A Bradley tore into the pavement as it downshifted, throwing off bits of the surface and groaning like a constipated dinosaur. Up from La Brea, Garcia thought. The Dino Gang.

He replayed the scene in the house again and again: the grenades and the gunfire, the rush, and the dead Jihadis. And he just felt
good
. All that crap about how you were supposed to feel bad after killing people. Who made that shit up? Bigger lies than Maria Escobar told in the confessional. To that priest she was hot for. For the priest and everybody else.

Maybe he’d feel bad about it all later. Maybe all the guilt would kick in, the way they said it did. But for now, he just felt like the
conquistadores
must’ve felt.

It was like sex, man. You just wanted to do it again.

Did that mean he was all dicked up inside? Because all he wanted to do was kill the fuckers who made L.A. glow like a year-round Christmas decoration?
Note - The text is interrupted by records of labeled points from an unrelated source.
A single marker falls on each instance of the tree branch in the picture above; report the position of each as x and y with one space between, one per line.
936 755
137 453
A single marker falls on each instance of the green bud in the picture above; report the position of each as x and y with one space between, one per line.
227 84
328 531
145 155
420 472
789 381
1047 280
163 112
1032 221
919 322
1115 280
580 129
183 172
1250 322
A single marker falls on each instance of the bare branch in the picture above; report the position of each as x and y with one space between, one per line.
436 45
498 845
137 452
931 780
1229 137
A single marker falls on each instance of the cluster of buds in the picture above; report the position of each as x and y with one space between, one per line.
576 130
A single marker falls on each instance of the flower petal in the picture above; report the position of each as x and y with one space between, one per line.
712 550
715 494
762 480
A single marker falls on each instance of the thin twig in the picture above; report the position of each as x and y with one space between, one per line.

And his family so hot with radioactivity you could’ve used them to cook enchiladas in Ensenada. Watching them blotch up, go bald, get skinny, and die. And his mother worrying about
him
all the time she was dying.

When the captain had come down to ask if the platoon needed to be pulled off the line for a day or two, Garcia had looked at him in shock, then fear, then suck-on-this annoyance. All in the space of ten seconds.
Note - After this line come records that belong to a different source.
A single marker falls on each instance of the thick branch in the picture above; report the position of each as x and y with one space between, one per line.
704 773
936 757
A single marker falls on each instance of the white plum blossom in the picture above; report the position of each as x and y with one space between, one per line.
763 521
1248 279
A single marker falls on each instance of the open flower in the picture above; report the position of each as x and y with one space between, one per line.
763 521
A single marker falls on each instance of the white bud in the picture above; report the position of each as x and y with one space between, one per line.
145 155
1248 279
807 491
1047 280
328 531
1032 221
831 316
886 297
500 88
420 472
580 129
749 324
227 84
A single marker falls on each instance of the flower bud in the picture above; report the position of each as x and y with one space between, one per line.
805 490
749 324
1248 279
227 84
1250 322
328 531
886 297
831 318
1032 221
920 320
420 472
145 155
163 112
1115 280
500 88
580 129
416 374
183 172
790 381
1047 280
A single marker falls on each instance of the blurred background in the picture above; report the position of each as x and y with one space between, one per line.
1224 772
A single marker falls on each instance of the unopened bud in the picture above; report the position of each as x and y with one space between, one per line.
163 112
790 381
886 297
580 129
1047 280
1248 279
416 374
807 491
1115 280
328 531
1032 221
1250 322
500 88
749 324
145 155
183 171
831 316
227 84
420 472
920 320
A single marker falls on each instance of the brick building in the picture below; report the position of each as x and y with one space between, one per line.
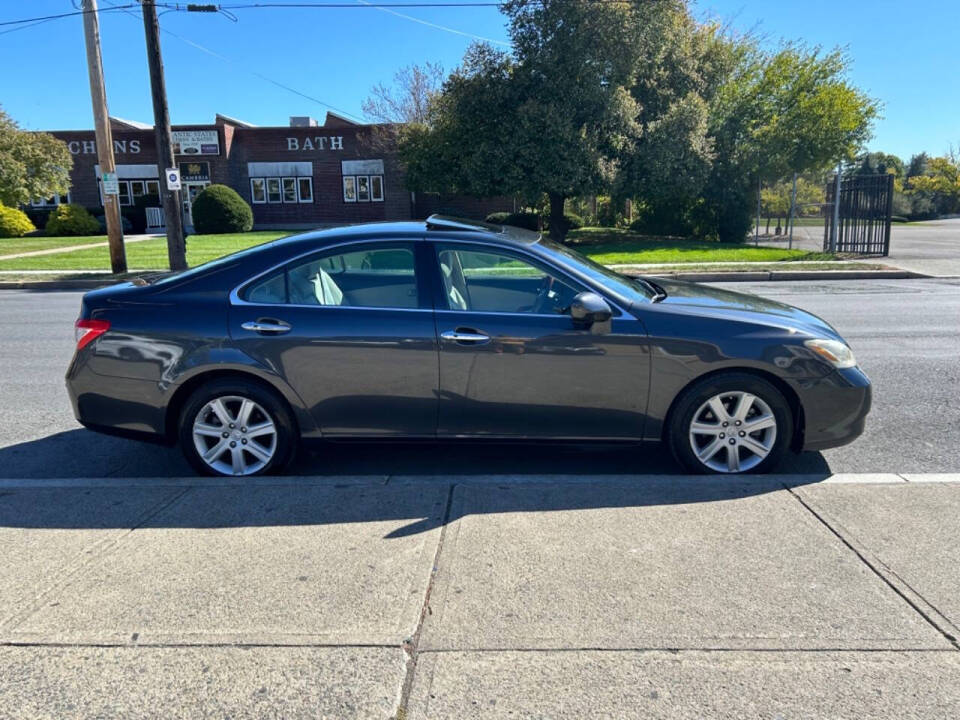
302 175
“Naw, sir. We’re, like, just getting into the motion, you know? We’re cruising.”

“Your Marines okay? You sure?”

His
Marines.

“Hey, sir. They’re Marines. They’re good to go.”
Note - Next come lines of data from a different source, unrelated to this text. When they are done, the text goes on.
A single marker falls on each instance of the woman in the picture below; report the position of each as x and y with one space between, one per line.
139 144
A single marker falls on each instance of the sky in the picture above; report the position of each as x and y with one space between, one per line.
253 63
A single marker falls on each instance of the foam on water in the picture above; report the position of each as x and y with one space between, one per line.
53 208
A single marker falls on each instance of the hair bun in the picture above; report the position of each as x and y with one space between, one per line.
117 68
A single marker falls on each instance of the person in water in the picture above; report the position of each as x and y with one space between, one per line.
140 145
“The platoon’s at sixty-five percent.”

Garcia stared at the other man. At this man who threatened to take away his platoon. Who wouldn’t say shit when battalion sent down some hotshot to take over. Staff Sergeant McCullough, maybe. Or some gunny who wanted to play lieutenant for a week.

“They’re feeling a hundred percent, sir,” Garcia told him. “We just need an ammo drop.”

He knew he wasn’t speaking for every one of his Marines. Some of them wanted to move out and mix it up, while others would’ve been glad for any excuse to go below decks and sleep until it was all over. But this was what they’d signed up for. He wasn’t going to let anybody just walk. They had
business
to do.

It was screwy, but he felt two ways at once. Since the fight in the village the night before, he felt closer to his Marines than ever before. And he felt apart from them, too. Separate. In a new way.

Down in the valley, some tanks were duking it out. The 155s were dropping closer in now. Garcia couldn’t see the fight as he walked, but smoke rose and thinned, veiling the horizon. His back hurt pretty bad. But you just kept on humping. His elbow was half-fucked, too. It didn’t matter. He felt like calling cadence, like singing out.
Un poco loco
.

Hey, ma, I wanna go,
Right back to Quantico . . .

Well, the platoon was too spread out to hear him. With the big boys clanking in between them. He called cadence to himself, anyway.

A wave of tiredness hit him, almost stopping him cold. Then the buzz came back. Just like that. But his damned back hurt. Too loaded down. Lugging all your stuff around, like some homeless bum back on the block. He looked, enviously for once, at the Army grunts riding by, sticking up through the hatches like Mexican kids standing behind the cab of a pickup.